The goal of this exercise is to harness computational tools to optimize the actions of cleanup crews after such an event. Harvard graduate students are invited to join teams to tackle this challenge during January @ GSAS, Jan. 9-20, 2012. Cool technology prizes will be awarded for the winning solution.

Students will be organized into two or more teams depending on the number who register. Team membership will be adjusted to balance computational, modeling, project management and presentation skills, GIS (Geographic Information Systems) knowledge etc. Each team will be coached by a senior researcher and will have access to meeting space and computational resources provided by SEAS.

A scenario based on an actual catastrophe will be provided to the groups. Most of the data will be in GIS format. The information will include details about roads, intersections, major supply depots, hospitals etc. in a city. In this scenario, only partial knowledge about the distribution of the debris is available to the rescue teams or the orchestration teams; only as intersections are opened can the full extent of the debris be known.

As in a real disaster, teams will cope with limited availability of resources such as vehicles and workers to clean up roads.

The goal is to maximize the satisfaction factor, defined as the sum of all people with access to food, water, hospitals and at least one of the “exits” of the city.

The competition is being organized for IACS by Özlem Ergun, Visiting Associate Professor of Applied Mathematics, and Pavlos Protopapas, Lecturer in Computational Science and a Research Associate at the Harvard-Smithsonian Center for Astrophysics. Ergun is a Georgia Tech faculty member who specializes in applying algorithmic and analytical tools to real-world problems.

How to sign up

Registration is closed.


Who is eligible?

Any Harvard graduate student who can meet the requirements below. Undergraduates who can meet these requirements and will be in the area for other reasons (not requiring campus housing) may apply.

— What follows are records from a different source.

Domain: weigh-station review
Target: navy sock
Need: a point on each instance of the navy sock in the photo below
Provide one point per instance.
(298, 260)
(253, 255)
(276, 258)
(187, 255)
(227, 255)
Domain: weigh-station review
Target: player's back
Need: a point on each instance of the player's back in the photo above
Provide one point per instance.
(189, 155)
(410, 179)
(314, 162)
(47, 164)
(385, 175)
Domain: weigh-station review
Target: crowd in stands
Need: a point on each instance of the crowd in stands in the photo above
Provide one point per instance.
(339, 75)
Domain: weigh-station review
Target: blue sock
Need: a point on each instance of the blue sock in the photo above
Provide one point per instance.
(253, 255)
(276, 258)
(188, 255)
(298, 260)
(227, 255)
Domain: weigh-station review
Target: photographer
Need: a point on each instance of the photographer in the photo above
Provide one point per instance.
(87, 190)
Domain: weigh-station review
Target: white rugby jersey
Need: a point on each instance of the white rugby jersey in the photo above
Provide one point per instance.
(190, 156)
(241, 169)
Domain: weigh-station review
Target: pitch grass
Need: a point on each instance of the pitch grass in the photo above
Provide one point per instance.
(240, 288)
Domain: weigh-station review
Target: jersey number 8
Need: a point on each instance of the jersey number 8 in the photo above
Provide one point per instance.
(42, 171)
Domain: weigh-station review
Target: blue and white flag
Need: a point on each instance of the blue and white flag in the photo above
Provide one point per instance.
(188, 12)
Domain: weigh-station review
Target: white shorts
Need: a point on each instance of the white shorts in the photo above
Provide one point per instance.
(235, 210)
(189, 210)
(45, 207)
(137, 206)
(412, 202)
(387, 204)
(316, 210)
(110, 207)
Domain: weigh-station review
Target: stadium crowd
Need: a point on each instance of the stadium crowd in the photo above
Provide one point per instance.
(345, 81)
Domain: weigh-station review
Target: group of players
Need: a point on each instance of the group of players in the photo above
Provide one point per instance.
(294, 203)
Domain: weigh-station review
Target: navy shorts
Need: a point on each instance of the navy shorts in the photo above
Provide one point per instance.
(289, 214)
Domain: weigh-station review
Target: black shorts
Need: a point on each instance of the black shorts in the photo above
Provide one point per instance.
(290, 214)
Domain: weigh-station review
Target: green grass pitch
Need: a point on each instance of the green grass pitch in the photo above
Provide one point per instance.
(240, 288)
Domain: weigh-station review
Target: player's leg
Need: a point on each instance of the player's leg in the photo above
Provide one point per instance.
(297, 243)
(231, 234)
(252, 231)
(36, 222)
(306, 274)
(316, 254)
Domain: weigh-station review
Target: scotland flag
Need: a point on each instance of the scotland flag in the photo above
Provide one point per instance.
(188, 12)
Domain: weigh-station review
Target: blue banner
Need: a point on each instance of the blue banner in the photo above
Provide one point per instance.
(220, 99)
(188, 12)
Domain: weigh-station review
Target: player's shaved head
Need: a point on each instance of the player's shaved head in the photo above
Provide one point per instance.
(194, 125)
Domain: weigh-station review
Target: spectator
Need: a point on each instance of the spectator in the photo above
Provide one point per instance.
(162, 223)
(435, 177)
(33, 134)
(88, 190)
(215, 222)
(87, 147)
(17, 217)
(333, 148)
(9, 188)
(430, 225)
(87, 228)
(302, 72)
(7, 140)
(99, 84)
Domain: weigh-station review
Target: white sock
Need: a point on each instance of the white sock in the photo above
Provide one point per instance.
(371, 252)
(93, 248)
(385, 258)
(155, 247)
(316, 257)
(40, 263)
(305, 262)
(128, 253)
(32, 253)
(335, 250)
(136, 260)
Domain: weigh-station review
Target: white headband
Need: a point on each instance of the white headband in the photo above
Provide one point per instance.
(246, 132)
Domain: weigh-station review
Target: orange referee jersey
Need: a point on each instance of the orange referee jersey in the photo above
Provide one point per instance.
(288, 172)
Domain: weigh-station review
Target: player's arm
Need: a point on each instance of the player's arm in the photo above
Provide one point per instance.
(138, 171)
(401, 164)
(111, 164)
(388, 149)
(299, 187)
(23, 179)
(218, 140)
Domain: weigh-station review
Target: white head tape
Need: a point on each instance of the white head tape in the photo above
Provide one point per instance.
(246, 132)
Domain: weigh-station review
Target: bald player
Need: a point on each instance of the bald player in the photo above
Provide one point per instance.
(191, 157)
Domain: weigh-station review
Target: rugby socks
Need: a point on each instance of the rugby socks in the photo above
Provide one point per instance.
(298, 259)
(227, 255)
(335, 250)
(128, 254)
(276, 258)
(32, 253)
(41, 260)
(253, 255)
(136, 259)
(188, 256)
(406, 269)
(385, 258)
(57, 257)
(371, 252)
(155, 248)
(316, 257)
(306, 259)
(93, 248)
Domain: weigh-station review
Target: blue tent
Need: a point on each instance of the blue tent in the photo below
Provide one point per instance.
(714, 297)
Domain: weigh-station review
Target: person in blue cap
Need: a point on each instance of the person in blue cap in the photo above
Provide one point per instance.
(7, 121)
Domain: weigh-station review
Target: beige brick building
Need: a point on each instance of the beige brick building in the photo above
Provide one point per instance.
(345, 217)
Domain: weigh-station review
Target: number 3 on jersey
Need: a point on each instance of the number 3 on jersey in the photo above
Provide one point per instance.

What is the required time commitment for the Computational Challenge?

Students must commit at least 36 hours of time during the competition, Jan. 10-20. They should have approval of their advisors in making this commitment.

How will the challenge be judged?

A diverse panel of judges, organized by IACS with the assistance of the Harvard Humanitarian Initiative, will listen to team presentations at the concluding event on Jan. 20 and will review submitted solutions. Each team will have three hours to run their final code to produce a solution for judging. The winning team will be announced the week after the competition ends (the first week of classes for spring term).

What software and hardware will the teams use?

Teams will choose their own tools. The compute resources available are described here:

Can I enter with a friend?

Sure. Just note in your application that you would like to have your friend on your team. We reserve the right to adjust team membership to make sure all teams have a good mix of expertise.When will the teams receive the challenge?

Background information will be provided over the holiday break in order to help everyone prepare. The data and computational resources will become available on Jan. 10.

What can I win?

We’re working on the prizes. Whatever they are, they will be cool. And you will have the satisfaction of helping advance the use of computation and optimization for humanitarian relief.